MatchUp Object:Hybrid Interface

From Melissa Data Wiki
Jump to navigation Jump to search

← MatchUp Object Reference

MatchUp Object Hybrid Interface Navigation
Overview
Order of Operations
Functions
Initialization
Mapping
Match Key
Comparison



Overview

The Hybrid interface differs from the Incremental and Read-Write interfaces in that it does not maintain a key file of its own. It is up to the developer to maintain a list of match keys to use for deduping operations. This increases the flexibility of the Hybrid interface but at the expense of programming complexity.

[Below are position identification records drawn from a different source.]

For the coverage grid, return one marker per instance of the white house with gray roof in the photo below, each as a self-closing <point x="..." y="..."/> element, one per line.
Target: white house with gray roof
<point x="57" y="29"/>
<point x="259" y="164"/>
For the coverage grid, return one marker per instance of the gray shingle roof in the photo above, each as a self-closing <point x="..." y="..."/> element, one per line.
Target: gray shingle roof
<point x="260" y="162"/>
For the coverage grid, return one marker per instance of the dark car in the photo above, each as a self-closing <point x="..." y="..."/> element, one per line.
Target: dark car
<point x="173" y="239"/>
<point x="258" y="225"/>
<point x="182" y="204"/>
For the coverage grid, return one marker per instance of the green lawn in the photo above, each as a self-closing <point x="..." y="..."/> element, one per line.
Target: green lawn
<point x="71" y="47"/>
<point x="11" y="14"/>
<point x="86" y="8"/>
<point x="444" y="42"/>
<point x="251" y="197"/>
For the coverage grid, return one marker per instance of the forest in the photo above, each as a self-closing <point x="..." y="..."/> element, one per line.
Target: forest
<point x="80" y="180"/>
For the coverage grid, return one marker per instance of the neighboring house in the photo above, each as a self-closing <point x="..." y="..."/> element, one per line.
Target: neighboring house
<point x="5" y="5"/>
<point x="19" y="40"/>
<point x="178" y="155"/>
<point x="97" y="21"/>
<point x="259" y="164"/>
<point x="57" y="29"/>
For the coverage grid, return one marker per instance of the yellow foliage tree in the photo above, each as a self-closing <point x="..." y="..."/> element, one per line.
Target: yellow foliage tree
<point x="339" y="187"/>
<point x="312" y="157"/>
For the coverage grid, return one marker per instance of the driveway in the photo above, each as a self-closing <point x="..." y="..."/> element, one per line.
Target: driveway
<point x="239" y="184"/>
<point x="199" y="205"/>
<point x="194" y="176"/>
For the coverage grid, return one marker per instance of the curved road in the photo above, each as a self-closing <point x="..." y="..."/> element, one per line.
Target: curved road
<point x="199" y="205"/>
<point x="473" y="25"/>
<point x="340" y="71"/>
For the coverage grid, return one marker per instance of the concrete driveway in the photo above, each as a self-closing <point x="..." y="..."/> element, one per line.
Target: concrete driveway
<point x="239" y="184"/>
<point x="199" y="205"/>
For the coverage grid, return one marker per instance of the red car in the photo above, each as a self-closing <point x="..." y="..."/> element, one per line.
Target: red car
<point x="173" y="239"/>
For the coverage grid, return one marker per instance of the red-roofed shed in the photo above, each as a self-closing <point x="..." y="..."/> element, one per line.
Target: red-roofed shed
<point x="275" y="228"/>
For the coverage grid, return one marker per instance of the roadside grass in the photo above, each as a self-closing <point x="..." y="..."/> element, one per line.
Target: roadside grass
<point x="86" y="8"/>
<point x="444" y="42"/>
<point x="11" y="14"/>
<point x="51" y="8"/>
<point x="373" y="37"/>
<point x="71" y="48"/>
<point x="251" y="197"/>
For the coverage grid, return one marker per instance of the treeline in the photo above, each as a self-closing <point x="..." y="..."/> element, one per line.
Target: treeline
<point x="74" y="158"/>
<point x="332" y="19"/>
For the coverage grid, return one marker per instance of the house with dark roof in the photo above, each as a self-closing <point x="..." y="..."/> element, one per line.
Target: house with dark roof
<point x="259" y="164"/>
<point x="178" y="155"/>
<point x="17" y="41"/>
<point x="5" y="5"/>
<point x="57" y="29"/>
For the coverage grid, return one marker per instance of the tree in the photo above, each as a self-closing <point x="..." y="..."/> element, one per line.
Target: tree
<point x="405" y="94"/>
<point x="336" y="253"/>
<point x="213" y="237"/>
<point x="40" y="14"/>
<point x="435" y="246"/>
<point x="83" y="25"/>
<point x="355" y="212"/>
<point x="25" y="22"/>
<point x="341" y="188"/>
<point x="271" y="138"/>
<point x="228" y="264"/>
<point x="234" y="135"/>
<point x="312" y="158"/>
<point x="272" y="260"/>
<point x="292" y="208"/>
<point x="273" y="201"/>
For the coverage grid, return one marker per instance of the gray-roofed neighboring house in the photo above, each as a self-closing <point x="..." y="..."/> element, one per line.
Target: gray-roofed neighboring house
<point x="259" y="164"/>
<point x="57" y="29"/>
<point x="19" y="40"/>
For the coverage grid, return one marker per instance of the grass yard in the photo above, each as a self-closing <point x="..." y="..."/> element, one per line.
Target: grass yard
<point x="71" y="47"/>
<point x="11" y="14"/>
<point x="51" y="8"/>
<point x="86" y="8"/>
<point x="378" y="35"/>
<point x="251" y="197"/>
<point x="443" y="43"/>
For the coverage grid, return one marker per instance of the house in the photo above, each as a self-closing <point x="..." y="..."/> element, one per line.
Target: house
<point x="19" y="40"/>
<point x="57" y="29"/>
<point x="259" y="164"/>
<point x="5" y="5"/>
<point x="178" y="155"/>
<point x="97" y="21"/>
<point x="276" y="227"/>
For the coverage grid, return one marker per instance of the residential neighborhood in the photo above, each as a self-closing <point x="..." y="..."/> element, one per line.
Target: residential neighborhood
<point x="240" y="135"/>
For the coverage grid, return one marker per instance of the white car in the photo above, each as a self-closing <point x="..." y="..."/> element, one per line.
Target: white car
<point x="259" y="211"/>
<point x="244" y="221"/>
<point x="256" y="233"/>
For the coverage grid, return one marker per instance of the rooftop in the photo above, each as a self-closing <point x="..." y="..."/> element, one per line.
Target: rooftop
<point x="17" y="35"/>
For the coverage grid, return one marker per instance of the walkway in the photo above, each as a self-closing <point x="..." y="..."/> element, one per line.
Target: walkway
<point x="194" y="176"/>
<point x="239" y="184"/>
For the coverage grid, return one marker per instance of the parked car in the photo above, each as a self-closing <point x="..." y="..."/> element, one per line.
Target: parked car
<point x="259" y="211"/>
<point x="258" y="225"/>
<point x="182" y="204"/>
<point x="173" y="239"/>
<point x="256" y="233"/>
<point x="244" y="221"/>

The main advantage of Hybrid deduping is that it allows the developer to build smaller lists of match keys on the fly and quickly compare records to a small subset of the database.

Clustering

The concept of Clustering, outlined in the key concepts section, is essential to the Hybrid interface. Unlike the other interfaces, where the clustering is taking place behind the scenes, the Hybrid interface allows the developer to use clustering to compare a record against only a small portion of a list.

The Hybrid interface uses the concept of a cluster size, which is the maximum number of characters at the beginning of a key that can be used to group a number of keys into smaller groups that can be compared against each other. For example, a cluster size of 5 means that the first five characters of a match key are used to create the clusters.

In other words, only the records where the first five characters of the match key for one record are identical to the first five characters of the match key for another record are considered when performing a Hybrid deduping operation.

Key Maintenance

Unlike the other interfaces, the Hybrid interface does not automatically handle the read/write operations to a key file. While this forces the developer to do more work, it allows a great deal of flexibility in how match keys are stored and handled.

In the previous example, with a cluster size of 5, if the match keys are stored in a field within a SQL database, a cluster could be built quickly by performing a SELECT query where the first five characters of the match key field matches the first five characters of the match key for the new record.

While this gives the developer far more flexibility, it also requires a great deal more coding and a greater understanding of certain MatchUp concepts.